Más tarde, mientras trabajaba en el patio trasero, Reuben pudo ver que Louise y Ponter mantenían una conversación cada vez más animada. Presumiblemente, Hak captaba más palabras a medida que pasaba el tiempo. Finalmente, cuando los filetes estuvieron hechos, Reuben llamó al cristal para atraer la atención de Louise y Ponter, y les hizo señas para que salieran.
Un momento después, así lo hicieron.
—¡Doctor Montego! —dijo Louise, entusiasmada—. ¡Ponter es físico!
—¿Sí?
—Sí, sí. No tengo todos los detalles todavía, pero es físico sin duda… y creo que es físico cuántico.
—¿Y cómo se deduce eso? —preguntó Reuben.
—Dijo que se dedica a pensar en cómo funcionan las cosas, y yo dije, suponiendo que tal vez fuera ingeniero, si se refería a cosas grandes, y él dijo que no, no, cosas pequeñas, cosas demasiado pequeñas para verlas. Y yo dibujé algunos diagramas (material básico de la física) y él los reconoció, y dijo que eso es lo que hacía.

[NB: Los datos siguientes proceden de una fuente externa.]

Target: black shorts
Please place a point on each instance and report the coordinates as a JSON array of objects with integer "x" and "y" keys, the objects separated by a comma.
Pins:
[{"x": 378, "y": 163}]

Reuben miró a Ponter con renovada admiración. La frente hacia atrás y el ceño prominente lo hacían parecer, bueno, un poco obtuso, pero… ¡físico! ¡Científico!
—Bueno, bueno, bueno —dijo Reuben. Les indicó que se sentaran ante una mesa redonda con un parasol. Fue sirviendo en platos los filetes y las verduras a la parrilla que había envuelto en papel de aluminio y los llevó a la mesa.
Ponter mostró su ancha sonrisa. ¡Eso sí que era comida para él! Pero entonces miró de nuevo en derredor, igual que le había visto hacer Reuben esa mañana, como si faltara algo.
Reuben usó su cuchillo para cortar un pedazo de filete y se lo llevó a la boca.
Ponter, torpemente, imitó lo que había hecho Reuben, aunque cortó un trozo mucho más grande.
Cuando terminó de masticar, Ponter emitió algunos sonidos que debían de ser palabras en su idioma. Inmediatamente fueron seguidos por una voz masculina que Reuben no había oído hasta entonces.
—Buena —dijo—. Buena comida.
La voz parecía proceder del implante de Ponter.
Reuben alzó las cejas, sorprendido, y Louise explicó:
—Empezaba a confundirme al hablar con ellos, intentando discernir cuándo era el implante que hablaba por su cuenta y cuándo traducía a Ponter. Ahora usa una voz masculina cuando traduce lo que dice Ponter, y una voz femenina para sus propias palabras.
—Es más sencillo así —dijo la familiar voz femenina de Hak.
—Sí —dijo Reuben—, desde luego que sí.
Louise usó torpemente sus largos dedos para desliar el papel de aluminio de sus verduras.
—Bueno, veamos qué más podemos averiguar.
Y durante la hora siguiente Reuben y Louise hablaron con Ponter y Hak. Pero para entonces ya habían salido los mosquitos, y en abundancia. Reuben encendió una vela ácida para espantarlos, pero el olor hizo que Ponter se atragantara. Reuben apagó la vela, y volvieron al salón. Ponter se sentó en un cómodo sillón, Louise en un extremo del sofá con sus largas piernas bajo el cuerpo y Reuben en el otro extremo.